Book ‘Buzz’ On A Shoestring Budget

Once you have published a book, publicity and marketing is essential if it is to sell.  If you had a traditional publisher, you would rely on it to promote your book with flyers, mailings, and even book signing events.  But when you are a self-publisher, as I am, you have to devise your own means of publicity and promotion, without which it is unlikely that you will sell many copies.  (And, you can’t count on relatives and friends to buy many especially since many of them expect complimentary copies.)

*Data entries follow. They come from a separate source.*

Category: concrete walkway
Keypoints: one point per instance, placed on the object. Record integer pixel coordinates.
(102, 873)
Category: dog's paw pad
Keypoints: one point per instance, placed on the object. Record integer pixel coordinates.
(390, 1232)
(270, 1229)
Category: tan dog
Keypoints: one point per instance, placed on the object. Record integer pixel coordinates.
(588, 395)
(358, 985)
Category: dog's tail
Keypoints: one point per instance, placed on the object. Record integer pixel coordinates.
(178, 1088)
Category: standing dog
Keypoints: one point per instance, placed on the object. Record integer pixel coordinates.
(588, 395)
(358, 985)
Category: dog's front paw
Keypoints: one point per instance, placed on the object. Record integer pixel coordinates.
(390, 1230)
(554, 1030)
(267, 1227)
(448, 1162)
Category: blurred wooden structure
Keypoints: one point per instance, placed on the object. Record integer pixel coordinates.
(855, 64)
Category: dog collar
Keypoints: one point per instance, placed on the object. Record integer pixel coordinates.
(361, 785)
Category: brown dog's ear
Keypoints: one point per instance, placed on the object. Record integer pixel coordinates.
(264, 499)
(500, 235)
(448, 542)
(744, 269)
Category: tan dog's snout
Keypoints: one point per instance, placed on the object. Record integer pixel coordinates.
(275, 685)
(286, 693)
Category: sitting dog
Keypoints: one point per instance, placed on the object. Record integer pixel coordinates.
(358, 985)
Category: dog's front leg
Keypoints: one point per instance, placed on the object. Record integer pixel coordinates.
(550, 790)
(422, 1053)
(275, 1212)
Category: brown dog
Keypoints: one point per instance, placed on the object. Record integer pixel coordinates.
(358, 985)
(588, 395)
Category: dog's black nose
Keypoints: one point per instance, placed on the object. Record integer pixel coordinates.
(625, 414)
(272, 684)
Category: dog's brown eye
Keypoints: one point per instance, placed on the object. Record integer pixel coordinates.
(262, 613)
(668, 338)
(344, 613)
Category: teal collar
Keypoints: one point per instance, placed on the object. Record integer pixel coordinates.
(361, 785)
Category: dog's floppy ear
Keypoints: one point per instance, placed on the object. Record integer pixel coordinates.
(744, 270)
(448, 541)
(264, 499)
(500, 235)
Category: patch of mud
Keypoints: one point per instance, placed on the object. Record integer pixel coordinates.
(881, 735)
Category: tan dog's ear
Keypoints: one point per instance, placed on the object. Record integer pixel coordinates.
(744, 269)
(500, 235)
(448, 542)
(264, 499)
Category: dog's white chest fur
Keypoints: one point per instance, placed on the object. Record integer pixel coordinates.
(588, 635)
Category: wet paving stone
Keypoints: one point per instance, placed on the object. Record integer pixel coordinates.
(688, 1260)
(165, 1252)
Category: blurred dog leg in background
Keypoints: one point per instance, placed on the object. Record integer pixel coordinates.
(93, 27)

Since my books are on Chinese American history, a market that is arguably not very large and concentrated in regions with sizable Chinese populations,  I soon realized that I had to find ways to hold book events such as talks and signings to generate awareness and interest.  Although I anticipated some discomfort at having to ‘toot my own horn’ with such activities, I soon overcame these concerns and even came to look forward to them.  Once a professor, always a professor, eager to have an audience to lecture!  My 40 years of teaching often inattentive college students served me well in being at ease in giving book talks.  One venue enjoyed my talks enough to invite me four times, so I got to speak on each of my four books.  I have given 2 or 3 talks at about 5 or 6 other sites. Counting events through May  of this year, I have surprised myself by making well over 50 public appearances to speak about my books across the country.  These events have not only led to book sales but the opportunity to meet many interesting people as well as contacts for other events.

YY mindmup

How did I manage to arrange all of these talks?   Did I have a press agent or manager book these events?  Did the hosts for my out of town talks pay the  airfare and accommodation expenses?  The story behind each event is somewhat different, with some events being a matter of dumb luck, others arranged through ‘connections,’ and some through my initiative and persuasion.  For some distant events, I actually received travel and lodging funds, or only airfare but lodging with hosts, friends, or relatives.

Using a  “piggy-back” strategy, I would try to combine business with pleasure.  For example, I arranged to do two or three talks on consecutive days at one site.  Or, I arranged for my New York talk to be on the day after I attended a 90th birthday party for a relative.  In a few cases, I was willing to bear all the costs of my travel and lodging because that venue was in a part of the country where I had not previously spoken.  More important to me than making a profit from my ‘career’ in history was spreading the word about the contents of my books, which I felt more Americans, Chinese and others, needed to know.  Fortunately, my talks have generally been very well-received and attended and I have been able to sell enough books to offset my travel expenses.